Log onto the ASWB website to check your state board of social work’s requirements and application procedures to ensure you’re following the correct process.
Consider Additional Social Work Certifications
Now that you’re an LCSW, you can opt to pursue specialty certifications from the National Association of Social Workers (NASW).
You need NASW membership to earn credentials, which are available in areas that include addictions, case management, education, and healthcare.
NASW credentials are widely known within the social work profession and signify in-depth knowledge, experience, competence, and dedication, along with adherence to national practice and ethics standards.
Employers may prefer NASW-certified social workers, especially for leadership roles, and may pay them higher salaries.
Candidates apply for their credentials by submitting a downloaded application and mailing it to the NASW with supporting documentation.
Salary and Employment for Licensed Clinical Social Workers
Licensed clinical social workers are one of the highest-paying specialties in social work. This can be partially due to additional education and training requirements, and higher autonomy and responsibility.
According to March 2023 Payscale data, the average annual salary for LCSWs is $62,530. However, the actual salary can vary based on location and experience, with some LCSWs earning as little as $47,000 or as much as $83,000 per year.
The job outlook for LCSWs is strong.
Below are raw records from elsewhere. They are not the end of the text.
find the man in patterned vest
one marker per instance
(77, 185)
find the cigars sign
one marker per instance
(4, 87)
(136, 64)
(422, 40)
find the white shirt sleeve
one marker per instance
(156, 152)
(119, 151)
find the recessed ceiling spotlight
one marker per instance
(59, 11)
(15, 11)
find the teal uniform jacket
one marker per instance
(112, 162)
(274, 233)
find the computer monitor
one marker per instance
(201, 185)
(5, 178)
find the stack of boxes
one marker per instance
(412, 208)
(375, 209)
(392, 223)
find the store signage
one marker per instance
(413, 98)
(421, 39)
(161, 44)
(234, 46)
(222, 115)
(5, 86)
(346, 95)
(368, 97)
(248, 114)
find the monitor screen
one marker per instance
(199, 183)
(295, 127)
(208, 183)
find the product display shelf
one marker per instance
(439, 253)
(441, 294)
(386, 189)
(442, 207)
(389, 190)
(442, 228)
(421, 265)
The Bureau of Labor Statistics (BLS) reports that employment opportunities for social workers in healthcare are projected to increase by 11% from 2021 to 2031.
Frequently Asked Questions
How long does it take to become a licensed clinical social worker?
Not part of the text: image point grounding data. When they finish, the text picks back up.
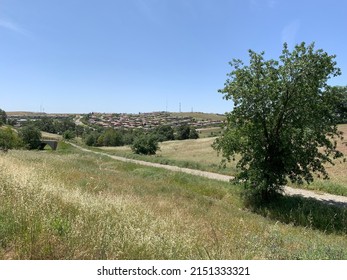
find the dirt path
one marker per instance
(324, 197)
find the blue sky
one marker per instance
(79, 56)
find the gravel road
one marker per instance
(323, 197)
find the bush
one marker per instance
(31, 136)
(69, 134)
(145, 144)
(9, 139)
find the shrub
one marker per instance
(145, 144)
(31, 136)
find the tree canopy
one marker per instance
(283, 123)
(3, 117)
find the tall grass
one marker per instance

Earning an MSW, completing the post-master’s training, and studying for and taking the licensure exam can take 6-8 years. But your specific timeline may vary depending on your academic goals and your state’s requirements.
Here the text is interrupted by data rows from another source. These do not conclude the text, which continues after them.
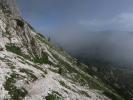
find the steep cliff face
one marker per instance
(31, 68)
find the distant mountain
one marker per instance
(32, 68)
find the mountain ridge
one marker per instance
(32, 68)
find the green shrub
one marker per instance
(11, 47)
(53, 96)
(13, 91)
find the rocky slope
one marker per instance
(31, 68)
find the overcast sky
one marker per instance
(89, 15)
(83, 23)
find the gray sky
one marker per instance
(85, 25)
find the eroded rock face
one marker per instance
(31, 68)
(9, 6)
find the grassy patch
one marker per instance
(13, 91)
(53, 96)
(11, 47)
(29, 73)
(64, 85)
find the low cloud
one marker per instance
(121, 22)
What is the difference between an LCSW and an LMSW?
An LCSW is a licensed clinical social worker who can practice independently and conduct one-on-one psychotherapy, assessment, and treatment. A LMSW is a licensed master social worker, who provides non-clinical services, such as group therapy and coordinating care and resources, but must be supervised to perform clinical work.
What is the difference between an LCSW and an LPC?
LCSWs and LPCs are mental health professionals, but differ in education requirements, scope of practice and regulatory oversight. LCSWs have a master’s degree in social work, work with a wider variety of clients, and are regulated by state social work boards. LPCs have a master’s degree in counseling, focus on individual counseling, and are regulated by state counseling boards.
How do you maintain LCSW licensure?
State social work boards specify procedures for maintaining LCSW licensure. LCSWs should check with their jurisdiction for their requirements, which can consist of continuing education (CE) from a state board-approved CE provider.